# Foggs Famous Sauce Milkyway



## Steyn777 (20/12/17)

I can't seem to find this juice anywhere. Any help please?


----------



## Silver (20/12/17)

Perhaps try Sir Vape @Steyn777


----------



## Rob Fisher (20/12/17)

Steyn777 said:


> I can't seem to find this juice anywhere. Any help please?
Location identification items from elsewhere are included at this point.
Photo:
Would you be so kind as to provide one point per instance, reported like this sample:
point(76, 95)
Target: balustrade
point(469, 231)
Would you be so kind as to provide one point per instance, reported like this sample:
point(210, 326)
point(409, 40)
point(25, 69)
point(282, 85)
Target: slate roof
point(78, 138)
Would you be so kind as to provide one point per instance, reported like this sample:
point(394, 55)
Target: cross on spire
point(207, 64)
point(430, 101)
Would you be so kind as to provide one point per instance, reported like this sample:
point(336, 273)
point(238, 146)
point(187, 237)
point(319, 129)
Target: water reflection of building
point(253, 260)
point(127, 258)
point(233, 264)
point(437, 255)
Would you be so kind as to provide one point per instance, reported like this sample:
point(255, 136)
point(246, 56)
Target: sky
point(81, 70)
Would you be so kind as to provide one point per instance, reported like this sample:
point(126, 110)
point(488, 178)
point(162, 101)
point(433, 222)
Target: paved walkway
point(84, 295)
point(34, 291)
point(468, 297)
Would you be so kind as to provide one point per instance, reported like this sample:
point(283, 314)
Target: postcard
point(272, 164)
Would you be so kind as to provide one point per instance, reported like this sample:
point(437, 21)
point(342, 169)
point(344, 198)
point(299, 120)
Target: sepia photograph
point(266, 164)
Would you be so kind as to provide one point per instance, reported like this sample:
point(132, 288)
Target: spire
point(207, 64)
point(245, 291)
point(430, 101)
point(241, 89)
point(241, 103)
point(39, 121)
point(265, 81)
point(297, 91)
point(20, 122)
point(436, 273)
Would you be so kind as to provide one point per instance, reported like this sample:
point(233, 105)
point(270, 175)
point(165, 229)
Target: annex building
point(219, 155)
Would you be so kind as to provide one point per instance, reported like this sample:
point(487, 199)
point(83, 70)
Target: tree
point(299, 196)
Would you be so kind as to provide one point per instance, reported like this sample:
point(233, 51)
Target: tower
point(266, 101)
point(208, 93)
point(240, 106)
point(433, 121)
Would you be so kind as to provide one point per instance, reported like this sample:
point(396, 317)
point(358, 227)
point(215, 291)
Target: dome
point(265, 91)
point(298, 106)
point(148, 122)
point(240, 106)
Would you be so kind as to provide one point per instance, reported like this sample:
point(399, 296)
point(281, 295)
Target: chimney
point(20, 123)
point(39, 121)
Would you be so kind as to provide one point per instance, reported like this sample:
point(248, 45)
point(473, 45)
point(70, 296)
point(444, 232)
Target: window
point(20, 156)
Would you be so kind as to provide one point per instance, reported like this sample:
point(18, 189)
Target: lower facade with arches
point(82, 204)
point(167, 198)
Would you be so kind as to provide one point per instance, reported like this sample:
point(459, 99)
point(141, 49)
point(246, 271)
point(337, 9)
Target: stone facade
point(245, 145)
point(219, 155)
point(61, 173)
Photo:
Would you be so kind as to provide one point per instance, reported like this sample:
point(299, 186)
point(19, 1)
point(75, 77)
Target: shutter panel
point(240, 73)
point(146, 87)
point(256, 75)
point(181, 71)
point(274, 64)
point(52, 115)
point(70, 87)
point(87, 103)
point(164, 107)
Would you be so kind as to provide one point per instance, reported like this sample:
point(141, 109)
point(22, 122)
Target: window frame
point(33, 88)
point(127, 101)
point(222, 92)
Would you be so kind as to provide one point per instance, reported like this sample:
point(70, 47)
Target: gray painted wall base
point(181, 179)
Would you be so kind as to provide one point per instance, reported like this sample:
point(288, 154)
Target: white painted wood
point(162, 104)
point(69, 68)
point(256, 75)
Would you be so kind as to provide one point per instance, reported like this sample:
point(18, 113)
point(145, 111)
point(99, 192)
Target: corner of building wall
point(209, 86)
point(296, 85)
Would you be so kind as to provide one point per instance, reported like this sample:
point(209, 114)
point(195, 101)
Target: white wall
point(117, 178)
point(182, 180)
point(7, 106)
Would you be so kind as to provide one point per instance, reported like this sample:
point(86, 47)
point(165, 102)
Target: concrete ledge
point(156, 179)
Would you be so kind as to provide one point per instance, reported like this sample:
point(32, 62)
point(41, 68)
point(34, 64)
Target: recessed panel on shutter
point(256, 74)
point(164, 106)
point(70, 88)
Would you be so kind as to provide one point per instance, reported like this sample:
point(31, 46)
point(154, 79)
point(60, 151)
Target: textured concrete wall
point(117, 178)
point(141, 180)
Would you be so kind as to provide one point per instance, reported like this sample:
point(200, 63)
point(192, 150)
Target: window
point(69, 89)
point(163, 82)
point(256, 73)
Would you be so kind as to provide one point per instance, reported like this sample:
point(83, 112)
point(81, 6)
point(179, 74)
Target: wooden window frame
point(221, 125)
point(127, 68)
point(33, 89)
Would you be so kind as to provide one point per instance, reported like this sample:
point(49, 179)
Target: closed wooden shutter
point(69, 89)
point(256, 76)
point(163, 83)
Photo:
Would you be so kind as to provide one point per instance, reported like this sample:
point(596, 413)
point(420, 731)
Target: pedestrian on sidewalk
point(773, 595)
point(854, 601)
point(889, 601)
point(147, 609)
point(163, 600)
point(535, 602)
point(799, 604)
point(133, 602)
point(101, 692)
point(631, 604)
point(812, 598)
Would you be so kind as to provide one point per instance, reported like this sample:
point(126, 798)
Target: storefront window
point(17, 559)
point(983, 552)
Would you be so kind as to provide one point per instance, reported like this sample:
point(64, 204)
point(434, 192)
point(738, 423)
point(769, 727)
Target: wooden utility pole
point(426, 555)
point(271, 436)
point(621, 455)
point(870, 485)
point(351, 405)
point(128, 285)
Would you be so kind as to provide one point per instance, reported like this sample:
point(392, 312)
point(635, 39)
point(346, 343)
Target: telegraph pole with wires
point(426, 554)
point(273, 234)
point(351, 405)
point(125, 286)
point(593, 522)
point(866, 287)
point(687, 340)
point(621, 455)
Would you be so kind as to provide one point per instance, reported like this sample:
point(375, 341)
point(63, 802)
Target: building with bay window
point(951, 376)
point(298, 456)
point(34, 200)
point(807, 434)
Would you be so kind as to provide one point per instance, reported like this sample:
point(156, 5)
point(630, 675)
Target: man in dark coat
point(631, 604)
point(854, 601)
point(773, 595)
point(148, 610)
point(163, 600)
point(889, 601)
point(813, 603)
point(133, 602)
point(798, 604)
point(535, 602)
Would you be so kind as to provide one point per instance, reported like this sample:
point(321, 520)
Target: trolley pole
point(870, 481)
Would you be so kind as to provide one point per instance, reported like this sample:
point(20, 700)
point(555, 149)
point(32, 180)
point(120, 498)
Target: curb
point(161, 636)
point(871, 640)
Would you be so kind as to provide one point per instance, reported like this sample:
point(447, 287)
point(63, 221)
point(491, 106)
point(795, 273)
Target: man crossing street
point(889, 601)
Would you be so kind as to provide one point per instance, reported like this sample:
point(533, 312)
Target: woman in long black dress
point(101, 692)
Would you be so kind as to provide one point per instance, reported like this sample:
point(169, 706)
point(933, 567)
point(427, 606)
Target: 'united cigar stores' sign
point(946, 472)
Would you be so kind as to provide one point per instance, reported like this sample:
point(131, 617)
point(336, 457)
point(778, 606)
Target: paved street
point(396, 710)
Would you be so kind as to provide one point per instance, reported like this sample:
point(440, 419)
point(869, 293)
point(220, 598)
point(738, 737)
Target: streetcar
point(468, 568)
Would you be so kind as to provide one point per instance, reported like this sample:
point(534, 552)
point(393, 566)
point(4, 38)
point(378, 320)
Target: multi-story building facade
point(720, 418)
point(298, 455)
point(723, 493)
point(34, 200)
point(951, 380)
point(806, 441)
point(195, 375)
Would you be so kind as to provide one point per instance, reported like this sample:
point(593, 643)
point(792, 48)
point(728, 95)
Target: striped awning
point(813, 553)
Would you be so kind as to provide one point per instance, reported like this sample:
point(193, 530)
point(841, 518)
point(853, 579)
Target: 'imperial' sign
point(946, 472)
https://www.sirvape.co.za/collections/foggs-famous-sauce/products/foggs-the-milky-way-30ml-1

Reactions: Like 1


----------



## Steyn777 (20/12/17)

Thanks guys, was looking for something a bit bigger than 30ml but beggers can't be choosers I suppose. Lol


----------



## Silver (20/12/17)

Give them a call @Steyn777 
Maybe they can help you out


----------



## Sir Vape (21/12/17)

Steyn777 said:


> Thanks guys, was looking for something a bit bigger than 30ml but beggers can't be choosers I suppose. Lol



120ml's in Milky Way will be available next year

Reactions: Like 1 | Winner 1


----------



## Steyn777 (21/12/17)

Now that is awesone newsm thanks for informing me...will hang tight for a couple of weeks.

Reactions: Like 1


----------